Tuesday 4:30 pm with Rohit.

I planned to go on Monday, but our plane from New York arrived late. Before boarding, they told us that we had to make a stop in Birmingham to refuel because of bad weather. I'm not sure I like the idea that my plane can't hold enough fuel to handle a little circling. We got home at 3 instead of 12:30, and that meant I would have to go to yoga without eating anything at all. And then there was my cold.

I went into Tuesday's class wondering how long my cold was going to drag on, and how badly it would effect my practice. The answers: It hung around until about Cobra, and after class it was like I never had a cold at all. And it had a big enough impact that Rohit left the room during the long Savasana to find some tissues for me. The amazing thing, and its happened before, is coming into class with symptoms of some illness and leaving with them gone. The only difference today is in how dramatic the contrast was. From coughing, runny nose, and some sneezing to nothing at all.

As for the class: I skipped Triangle only. I still stuck at some of my sticking points.
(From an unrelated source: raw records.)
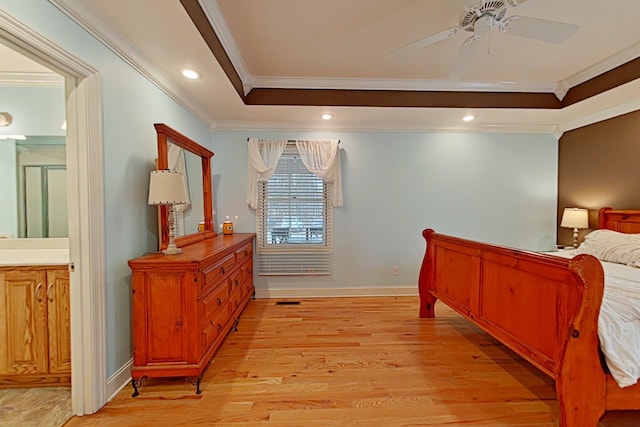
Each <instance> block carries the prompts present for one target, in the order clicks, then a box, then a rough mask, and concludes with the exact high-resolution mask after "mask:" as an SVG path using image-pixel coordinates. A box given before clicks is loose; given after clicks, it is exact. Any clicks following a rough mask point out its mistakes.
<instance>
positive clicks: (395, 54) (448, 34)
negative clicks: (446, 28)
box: [386, 27, 459, 58]
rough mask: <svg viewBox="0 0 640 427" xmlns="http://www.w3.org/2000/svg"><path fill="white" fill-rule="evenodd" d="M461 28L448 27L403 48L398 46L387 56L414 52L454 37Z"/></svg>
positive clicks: (405, 53)
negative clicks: (450, 37) (449, 37)
mask: <svg viewBox="0 0 640 427" xmlns="http://www.w3.org/2000/svg"><path fill="white" fill-rule="evenodd" d="M458 30H459V28H458V27H451V28H448V29H446V30H443V31H439V32H437V33H435V34H431V35H430V36H427V37H424V38H421V39H420V40H416V41H415V42H413V43H410V44H408V45H406V46H403V47H401V48H398V49H396V50H393V51H391V52H389V53H387V55H386V56H387V57H390V58H392V57H398V56H401V55H404V54H406V53H409V52H414V51H417V50H420V49H422V48H423V47H427V46H429V45H432V44H434V43H437V42H439V41H441V40H445V39H448V38H449V37H453V36H454V35H456V33H457V32H458Z"/></svg>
I crash landed out of Locust, dragged myself into Camel set-up behind the rest of the class, and came out of a set of Rabbit way too early. On the plus side, my butt hit the floor in Fixed Firm for the first time in a while. Standing Head to Knee was also better than its been in a while. I came out just a bit early once, but otherwise held the pose for the duration and kicked out for most of the time -- at least on the right side, the left side side not so much.

The day 288 meditation opens with an Indian fable. When the star Svati rises and it rains, the oysters come to the surface of the water and open their shells. They know that if they can catch a raindrop, it will become a pearl. Once they catch some of the rain, they close their shells and hurry back to the bottom to develop the raindrops into pearls. The one telling this fable then says we should be like the oyster, first opening ourselves to experience and understanding, then closing ourselves off and diving deep inside to develop the truth.
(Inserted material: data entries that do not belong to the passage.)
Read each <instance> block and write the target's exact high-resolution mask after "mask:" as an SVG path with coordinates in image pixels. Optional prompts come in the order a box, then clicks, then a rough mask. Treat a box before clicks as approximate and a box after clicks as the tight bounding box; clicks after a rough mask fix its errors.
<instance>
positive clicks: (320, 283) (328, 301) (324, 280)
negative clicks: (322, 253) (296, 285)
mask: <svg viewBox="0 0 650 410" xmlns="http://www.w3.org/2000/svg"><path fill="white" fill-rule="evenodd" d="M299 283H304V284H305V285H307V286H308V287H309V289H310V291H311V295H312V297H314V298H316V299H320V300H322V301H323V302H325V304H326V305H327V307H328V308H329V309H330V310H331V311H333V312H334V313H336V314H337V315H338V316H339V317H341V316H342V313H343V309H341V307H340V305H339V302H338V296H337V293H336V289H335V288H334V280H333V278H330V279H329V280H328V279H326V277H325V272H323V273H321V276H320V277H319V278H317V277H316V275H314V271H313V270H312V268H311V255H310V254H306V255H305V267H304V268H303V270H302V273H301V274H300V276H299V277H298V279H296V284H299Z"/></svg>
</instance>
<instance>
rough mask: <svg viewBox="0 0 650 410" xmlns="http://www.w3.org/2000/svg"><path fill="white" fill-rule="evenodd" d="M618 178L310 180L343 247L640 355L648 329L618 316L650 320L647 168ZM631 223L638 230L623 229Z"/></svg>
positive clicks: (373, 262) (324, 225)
I've been trying to come up with some sort of Western comparison to this fable, but I'm getting nothing at all. If anyone can think of something, please let me know. In the meanwhile, I think this fable is a pretty good illustration of the difference in cultures or ways of thinking.
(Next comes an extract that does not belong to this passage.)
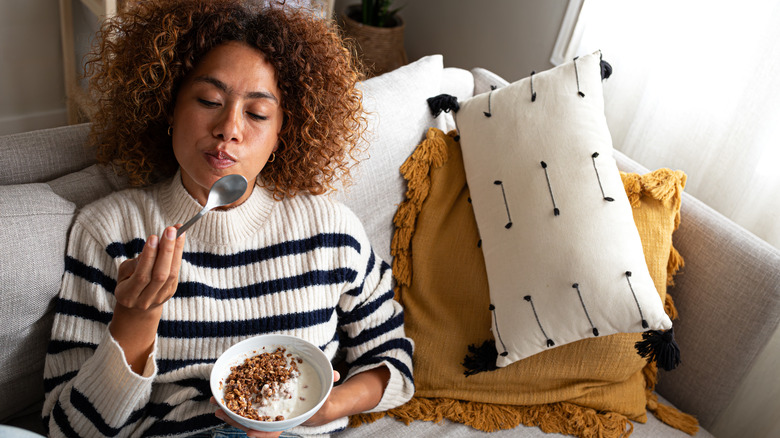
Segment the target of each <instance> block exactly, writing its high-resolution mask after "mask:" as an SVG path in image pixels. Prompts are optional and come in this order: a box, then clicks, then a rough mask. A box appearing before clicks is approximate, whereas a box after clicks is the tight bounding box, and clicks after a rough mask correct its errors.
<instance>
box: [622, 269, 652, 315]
mask: <svg viewBox="0 0 780 438" xmlns="http://www.w3.org/2000/svg"><path fill="white" fill-rule="evenodd" d="M626 281H627V282H628V287H629V288H630V289H631V295H633V296H634V302H635V303H636V308H637V309H639V317H640V318H642V328H645V329H646V328H648V327H650V325H649V324H648V323H647V320H646V319H645V315H644V314H643V313H642V306H640V305H639V300H638V299H637V298H636V292H634V286H632V285H631V271H626Z"/></svg>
Gates says that when he started his book he also thought he would continue teaching, but that became more difficult than he thought. He took some time off, wandered around in the woods, watching fish in the river, and as he did this the book began to take shape for him.

I really like his description here, partially because it describes the way I worked when I was a student. Before writing a paper, I would first read everything I needed for it. Then would come the time when everyone else thought I was either procrastinating or goofing off. I would wander around campus, chat with people, listen to music, while everyone else was busy writing and re-writing their papers. And then, I would write. Using this "method", I once wrote a 10 page paper in less than an hour. At the end of my senior year, I wrote three 25 page papers in a day and a half. I would tell people that I was composing the papers in my head while wandering around, but that wasn't really true, at least not on the level of sentences. I can't really describe what I was doing, but I think this fable gets it about right, I was taking what I needed it and turning it into a "pearl", even if in my case they were sometimes more paste than pearl.

This process was fine until I started working at a law firm and had to bill by the hour. It's one thing to tell your friends that everything is alright while you seem to be procrastinating. But how do you bill the ruminating process? So I gave it up, and its too bad, because the work I did with it, I think, was much better than anything I did with the drafting and re-drafting process that makes bosses so comfortable.

1 comment:

bikramyogachick said...

I do a little of that too Duffy. I have stacks of things on my desk at work and suddenly I'll pick something up and knock it out quickly. I just know when I'm ready to tackle it. Lots of different projects I'm involved with all at once. I like the oyster reference. Pretty cool.